Ependymoma arises from ependymal cells lining the ventricular system, most commonly in the fourth ventricle in children, with a peak in early childhood. Tumors fill the fourth ventricle and extend through the foramina of Luschka and Magendie. Histology shows perivascular pseudorosettes. Treatment is maximal safe resection plus focal radiation; chemotherapy plays a smaller role. Prognosis depends heavily on the extent of resection, with gross total resection conferring the best outcomes.

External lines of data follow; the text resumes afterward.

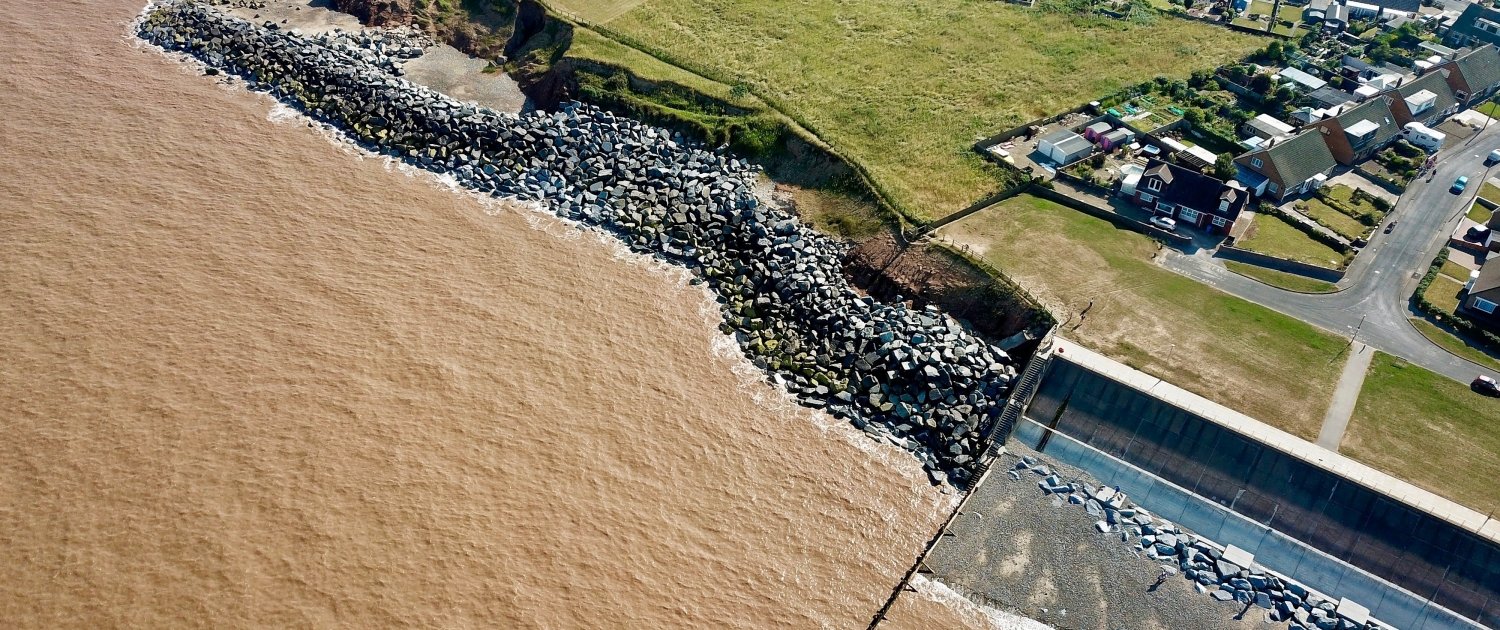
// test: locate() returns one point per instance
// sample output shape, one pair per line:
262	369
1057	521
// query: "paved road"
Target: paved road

Diffuse intrinsic pontine glioma (DIPG) is a high-grade glioma of the pons with a peak age of 5 to 9 years and a uniformly grim prognosis (median survival 9 to 12 months). Presentation includes the classic triad of cranial nerve deficits (often cranial nerve VI and VII palsies), long-tract signs, and ataxia. MRI shows a diffuse, infiltrative pontine mass that is hypointense on T1, hyperintense on T2, and minimally enhancing. Biopsy is increasingly performed and frequently shows the H3K27M histone mutation; the WHO 2021 classification now reclassifies these tumors as diffuse midline glioma, H3K27M-altered. Treatment is palliative radiation; chemotherapy has not improved outcomes; clinical trials are the standard of care. The rehabilitation focus is symptom-directed (positioning, communication, dysphagia management) and palliative.